— J'espère bien que non.
— Si j'aurais déclenché un conflit international, je m'en voudrais toute ma vie, se lamente sa Majesté.
— T'inquiète pas, ça se tassera. Les zigotos du consulat ont intérêt à écraser le coup au maximum. Jusqu'ici, tout dans leur comportement indique qu'ils ne souhaitent pas de publicité.

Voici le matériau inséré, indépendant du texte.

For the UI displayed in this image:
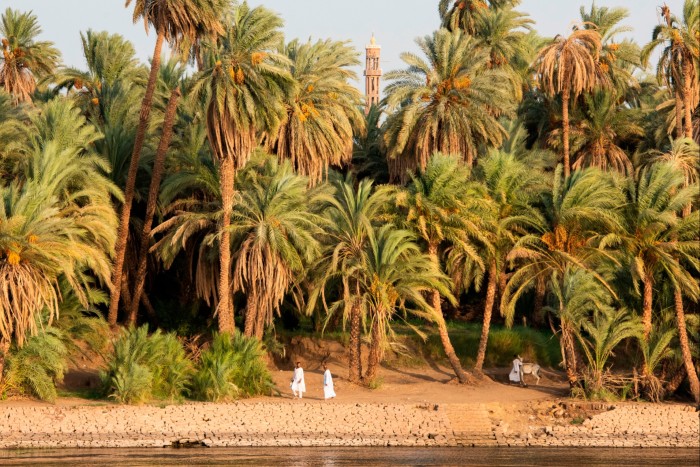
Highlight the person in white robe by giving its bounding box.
[323,363,335,400]
[292,362,306,399]
[508,355,523,384]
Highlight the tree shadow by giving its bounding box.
[382,363,452,384]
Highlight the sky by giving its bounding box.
[0,0,683,95]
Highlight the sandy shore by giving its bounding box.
[0,399,700,449]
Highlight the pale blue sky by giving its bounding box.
[5,0,683,93]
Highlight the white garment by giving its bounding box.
[323,370,335,399]
[508,358,523,383]
[292,368,306,397]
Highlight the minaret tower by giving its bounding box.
[365,34,382,115]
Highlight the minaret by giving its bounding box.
[365,34,382,115]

Nous tortorons nos choucroutes en silence. Je baigne dans un bien-être suave.
C'est pas mauvais de bouffer une choucroute chez Lipp lorsqu'on vient de voir la mort d'aussi près. Notre souper terminé, je dépose le Gros devant sa lourde et je retourne au burlingue pour mettre le Vieux au courant des événements. Il parait soucieux. Lui aussi craint l'incendie problématique.
— Cette visite domiciliaire ne s'imposait pas, proteste-t-il.
— Elle m'a tout au moins permis de découvrir l'image que voici, Patron.
Il examine la photo de la fille aux tresses. La présence de Pinaud, aux côtés de la jeune personne, ne laisse pas que de le troubler.
— Il faut avoir une explication avec Pinaud à propos de cette personne.
— J'y vais de ce pas. Vous ne pourriez pas donner des instructions aux collègues qui seront chargés de l'enquête pour qu'ils se mettent en veilleuse ?
— Naturellement, bougonne le Dabuche. Mais dans quelle fâcheuse situation vous me mettez, San-Antonio ! Par moments, mon cher, je vous le dis tout net, vous n'avez plus de mesure !
— Ce sont les résultats qui comptent ! riposté-je.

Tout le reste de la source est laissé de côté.